= Jagjit Chuhan =

Indian-British artist and curator

Jagjit Chuhan (born 1955) is an Indian-British artist, art curator and art lecturer. She is Professor of International Art at Liverpool John Moores University.

==Life==
Jagjit Chuhan was born in 1955 in Punjab, India. She trained at the Slade School of Fine Art from 1973 to 1977.

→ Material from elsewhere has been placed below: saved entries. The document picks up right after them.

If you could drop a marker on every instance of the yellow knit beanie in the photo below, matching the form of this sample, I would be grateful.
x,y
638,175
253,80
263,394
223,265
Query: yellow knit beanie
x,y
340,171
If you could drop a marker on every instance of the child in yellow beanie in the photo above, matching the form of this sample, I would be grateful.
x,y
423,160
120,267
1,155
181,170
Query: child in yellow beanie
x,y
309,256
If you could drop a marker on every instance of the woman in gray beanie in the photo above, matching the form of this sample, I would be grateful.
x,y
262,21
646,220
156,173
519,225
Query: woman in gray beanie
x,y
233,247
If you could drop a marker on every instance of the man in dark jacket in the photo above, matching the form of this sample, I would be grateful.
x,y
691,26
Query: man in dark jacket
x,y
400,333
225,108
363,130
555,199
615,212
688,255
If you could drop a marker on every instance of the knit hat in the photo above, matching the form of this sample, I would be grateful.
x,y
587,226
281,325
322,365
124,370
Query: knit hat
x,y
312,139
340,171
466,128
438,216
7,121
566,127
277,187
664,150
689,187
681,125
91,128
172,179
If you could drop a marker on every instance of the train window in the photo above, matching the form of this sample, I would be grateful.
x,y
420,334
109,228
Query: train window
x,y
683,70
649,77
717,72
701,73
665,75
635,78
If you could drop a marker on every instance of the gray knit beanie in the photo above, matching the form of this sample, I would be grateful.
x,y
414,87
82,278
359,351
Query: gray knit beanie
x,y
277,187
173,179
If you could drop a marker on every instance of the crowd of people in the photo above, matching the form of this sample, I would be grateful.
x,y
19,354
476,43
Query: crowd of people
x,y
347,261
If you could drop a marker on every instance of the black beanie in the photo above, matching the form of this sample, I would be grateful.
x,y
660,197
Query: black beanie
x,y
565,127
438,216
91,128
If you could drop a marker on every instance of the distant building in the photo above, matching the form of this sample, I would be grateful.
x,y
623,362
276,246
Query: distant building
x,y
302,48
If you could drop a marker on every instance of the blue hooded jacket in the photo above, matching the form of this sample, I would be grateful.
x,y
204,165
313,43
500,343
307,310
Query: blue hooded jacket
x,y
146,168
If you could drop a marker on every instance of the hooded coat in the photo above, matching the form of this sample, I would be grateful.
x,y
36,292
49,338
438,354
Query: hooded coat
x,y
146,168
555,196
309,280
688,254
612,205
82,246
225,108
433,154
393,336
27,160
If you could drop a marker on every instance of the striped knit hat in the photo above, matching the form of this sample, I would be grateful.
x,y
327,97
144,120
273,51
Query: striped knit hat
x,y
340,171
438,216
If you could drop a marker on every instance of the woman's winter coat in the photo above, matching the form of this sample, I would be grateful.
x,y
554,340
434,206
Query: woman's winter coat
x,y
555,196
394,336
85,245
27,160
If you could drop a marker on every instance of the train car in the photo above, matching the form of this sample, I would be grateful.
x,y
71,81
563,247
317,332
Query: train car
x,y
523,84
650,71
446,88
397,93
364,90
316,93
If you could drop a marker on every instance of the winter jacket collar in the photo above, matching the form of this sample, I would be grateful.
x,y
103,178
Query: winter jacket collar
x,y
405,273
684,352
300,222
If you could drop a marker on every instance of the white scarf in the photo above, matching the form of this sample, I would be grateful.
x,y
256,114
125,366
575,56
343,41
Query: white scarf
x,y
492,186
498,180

Chuhan became Reader in Eclecticism in Art, and chair of the Centre for Art International Research (CAIR), at Liverpool John Moores University. In 1999 she collaborated with Laura Arison on 'an intimate mosaic' at the Senate House of the University of Liverpool. She also co-curated 'Lines of Desire', a drawing exhibition which toured internationally in 1999.

==Works==

===Exhibitions===
- 'New North', Tate Gallery Liverpool, 1991
- 'Indian Winter', Kapil Jariwala Gallery, London, 1995
- 'In the Looking Glass', Usher Gallery, Lincoln, 1996
- 'A long way from home – a painter's journey: new work by J. Chuhan', Lowry Centre, 2002–3.
- 'Parampara: Portraits by J. Chuhan - New perceptions of the British/South Asian experience', Shisha, Manchester, 2004.
- 'J Chuhan: Recent Paintings', Victoria Gallery & Museum, Liverpool, 2013.

===Books===
- (ed.) Responses – intercultural drawing practice. Liverpool : Liverpool School of Art and Design (Centre for Art International Research), 2001.
- (ed. with Angela Dimitrakaki and Emma Thomas) Re: trace dialogues : essays on contemporary art and culture. Liverpool: Liverpool School of Art and Design (Centre for Art International Research), 2002.
- (ed. with Fareda Khan and Sheila Maddison) Reflections: in conversation with artists from Bangladesh, India, Pakistan and Sri Lanka. Manchester: Shisha, 2004.